We wrote a lot of code and just after 6 months we spend a lot of time in studying, understanding and refining it again and again. Code is alive and there is no documentation that can be as exhaustive as the code itself. So, we start using a bunch of tools to manually inspect the code and fully understand what happens to instances of a given type, which parts of the code really need certain dependencies, or which APIs are used in a part of the codebase. This job is even tougher when the codebase comes from a third-party that is extending our app.
The .NET Compiler Platform (Roslyn) gives us the opportunity to write tools to understand the sources from a business rule perspective and extract the information required to identify usage patterns and enforcing security prescriptions.
The idea is to raise the bar of the classic code analysis, writing custom tools and Visual Studio analyzers targeting the specificities of the application being developed.

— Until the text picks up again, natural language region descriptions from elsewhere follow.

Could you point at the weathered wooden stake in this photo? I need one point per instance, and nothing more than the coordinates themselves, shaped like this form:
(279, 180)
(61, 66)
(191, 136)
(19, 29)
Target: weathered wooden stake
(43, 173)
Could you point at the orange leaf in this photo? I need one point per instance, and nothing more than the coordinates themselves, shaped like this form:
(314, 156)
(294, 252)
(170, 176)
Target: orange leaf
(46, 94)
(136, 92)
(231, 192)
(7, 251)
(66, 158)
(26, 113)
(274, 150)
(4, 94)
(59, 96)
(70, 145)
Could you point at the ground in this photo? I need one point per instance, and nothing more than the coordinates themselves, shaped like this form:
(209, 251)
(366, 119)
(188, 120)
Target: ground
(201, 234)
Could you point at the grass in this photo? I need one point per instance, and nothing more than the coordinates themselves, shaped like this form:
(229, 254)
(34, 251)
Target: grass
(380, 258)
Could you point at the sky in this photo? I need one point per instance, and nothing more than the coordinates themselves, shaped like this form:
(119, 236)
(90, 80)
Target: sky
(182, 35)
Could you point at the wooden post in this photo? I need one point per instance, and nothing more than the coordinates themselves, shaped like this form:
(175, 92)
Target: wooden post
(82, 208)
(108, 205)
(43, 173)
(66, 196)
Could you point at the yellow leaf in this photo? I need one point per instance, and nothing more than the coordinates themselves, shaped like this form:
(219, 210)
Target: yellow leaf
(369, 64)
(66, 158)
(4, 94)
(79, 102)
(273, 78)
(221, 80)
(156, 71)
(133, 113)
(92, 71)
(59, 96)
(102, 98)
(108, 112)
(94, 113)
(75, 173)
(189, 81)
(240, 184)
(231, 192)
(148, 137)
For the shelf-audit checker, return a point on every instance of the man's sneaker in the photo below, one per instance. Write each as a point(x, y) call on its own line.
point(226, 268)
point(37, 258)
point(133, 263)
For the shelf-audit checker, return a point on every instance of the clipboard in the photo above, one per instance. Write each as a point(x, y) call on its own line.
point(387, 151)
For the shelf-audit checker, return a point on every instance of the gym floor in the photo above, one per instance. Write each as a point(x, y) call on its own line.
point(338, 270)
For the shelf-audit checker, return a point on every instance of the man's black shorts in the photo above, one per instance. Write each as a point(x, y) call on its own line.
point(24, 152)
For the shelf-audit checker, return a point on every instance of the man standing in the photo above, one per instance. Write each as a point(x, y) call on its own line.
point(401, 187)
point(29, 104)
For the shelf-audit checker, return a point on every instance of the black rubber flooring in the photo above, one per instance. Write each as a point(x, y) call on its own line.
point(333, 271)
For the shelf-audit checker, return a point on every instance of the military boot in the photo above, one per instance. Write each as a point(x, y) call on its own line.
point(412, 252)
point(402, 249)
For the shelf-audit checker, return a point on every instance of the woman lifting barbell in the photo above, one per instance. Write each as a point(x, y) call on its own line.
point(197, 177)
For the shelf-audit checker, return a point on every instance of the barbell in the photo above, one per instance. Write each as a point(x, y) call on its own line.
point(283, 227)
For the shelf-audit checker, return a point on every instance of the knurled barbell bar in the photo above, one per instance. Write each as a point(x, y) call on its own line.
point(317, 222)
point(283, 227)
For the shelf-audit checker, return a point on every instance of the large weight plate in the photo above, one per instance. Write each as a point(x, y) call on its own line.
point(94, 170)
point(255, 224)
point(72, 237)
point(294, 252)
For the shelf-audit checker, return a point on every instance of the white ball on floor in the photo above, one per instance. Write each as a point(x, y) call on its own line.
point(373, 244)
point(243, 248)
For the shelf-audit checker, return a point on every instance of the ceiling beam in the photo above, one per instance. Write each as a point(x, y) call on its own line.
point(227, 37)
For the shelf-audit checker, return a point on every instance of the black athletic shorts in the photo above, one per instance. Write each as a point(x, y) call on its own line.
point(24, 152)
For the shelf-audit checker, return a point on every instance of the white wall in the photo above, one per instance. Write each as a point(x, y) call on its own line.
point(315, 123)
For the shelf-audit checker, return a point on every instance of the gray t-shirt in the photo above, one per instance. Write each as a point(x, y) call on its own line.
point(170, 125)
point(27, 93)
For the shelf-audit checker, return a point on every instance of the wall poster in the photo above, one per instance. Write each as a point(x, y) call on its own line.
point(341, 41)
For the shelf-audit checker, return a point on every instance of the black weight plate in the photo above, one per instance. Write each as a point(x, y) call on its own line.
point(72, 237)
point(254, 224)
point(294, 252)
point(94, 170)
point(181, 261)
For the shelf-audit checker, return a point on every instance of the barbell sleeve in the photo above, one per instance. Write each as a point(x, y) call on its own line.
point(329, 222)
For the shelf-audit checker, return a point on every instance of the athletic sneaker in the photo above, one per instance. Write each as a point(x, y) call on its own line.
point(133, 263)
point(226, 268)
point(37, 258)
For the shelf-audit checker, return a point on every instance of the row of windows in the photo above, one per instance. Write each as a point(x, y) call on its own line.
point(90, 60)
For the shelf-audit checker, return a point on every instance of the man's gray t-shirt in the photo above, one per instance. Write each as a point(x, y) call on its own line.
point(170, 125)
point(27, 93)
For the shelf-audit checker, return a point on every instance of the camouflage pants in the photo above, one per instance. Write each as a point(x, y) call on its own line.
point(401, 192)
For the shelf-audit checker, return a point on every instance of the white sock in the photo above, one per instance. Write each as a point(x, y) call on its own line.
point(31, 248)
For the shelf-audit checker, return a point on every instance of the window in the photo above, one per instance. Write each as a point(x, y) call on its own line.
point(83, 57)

Raffaele Rialdi is a senior Software Architect working as a consultant, speaker and trainer. Since 2003, he is a Microsoft MVP in the Developer Security category. His passion for the community brought him to be a member of the board of UGIdotNET, president of DotNetLiguria and co-founder of the Italian C++ user group. He is currently working as an architect and developer on the backend of an enterprise project with a specific focus on code generation and working on cross-platform mobile and IoT development in both C# and C++ languages.